Em maio de 2023, escrevi aqui na RQC um artigo abordando como os avanços da inteligência artificial (IA), especialmente a explosão de chatbots baseados em IA generativa, estavam se tornando uma nova fronteira da desinformação. Desde então, o campo da IA continuou a evoluir rapidamente, gerando novos avanços, e também trazendo à tona preocupações éticas. Este texto busca atualizar o debate, destacando os progressos do último ano e expondo os desafios associados ao uso inadequado dessas tecnologias. O cenário atual exige, mais do que há um ano, uma reflexão urgente sobre regulação e conscientização.
Nos últimos anos, a IA alcançou progressos significativos. Os avanços incluem o desenvolvimento de carros autônomos, robôs capazes de fazer piruetas impossíveis para o ser humano comum, entre outros. Se o leitor deseja uma melhor compreensão do progresso da robótica encapsulado no vídeo do link anterior, recomendo este outro vídeo, que mostra sua evolução ao longo das últimas quatro décadas.
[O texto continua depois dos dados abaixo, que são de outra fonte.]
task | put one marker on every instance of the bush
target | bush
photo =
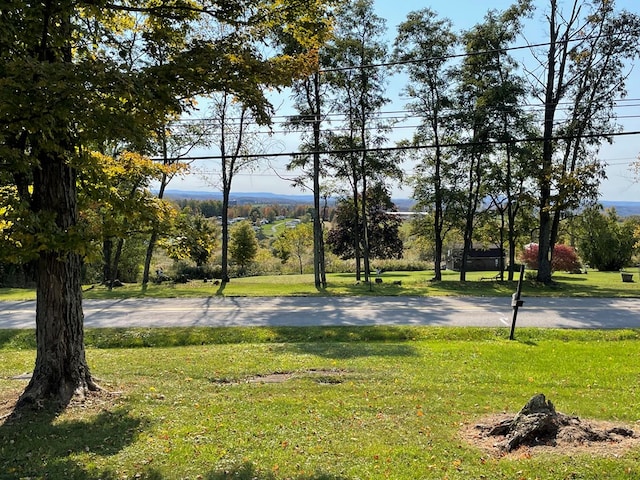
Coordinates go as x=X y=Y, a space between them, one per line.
x=564 y=258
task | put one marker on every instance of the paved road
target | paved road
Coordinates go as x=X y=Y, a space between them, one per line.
x=304 y=311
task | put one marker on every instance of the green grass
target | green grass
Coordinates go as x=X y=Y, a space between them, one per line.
x=367 y=403
x=593 y=284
Há dez anos, era impensável que robôs pudessem realizar tarefas como dançar ou dar piruetas com tamanha precisão.
Na área da saúde, algoritmos avançados já são usados para diagnósticos mais rápidos e precisos. Na educação, plataformas de aprendizado adaptativo personalizam métodos de ensino, buscando melhorar a experiência dos alunos. Sistemas de recomendação de filmes e produtos também se tornaram parte integrante do cotidiano.
Contudo, a geração de imagens realistas e textos complexos em linguagem natural talvez sejam os progressos de maior impacto sobre a vida cotidiana e onde o público em geral percebeu os avanços mais significativos.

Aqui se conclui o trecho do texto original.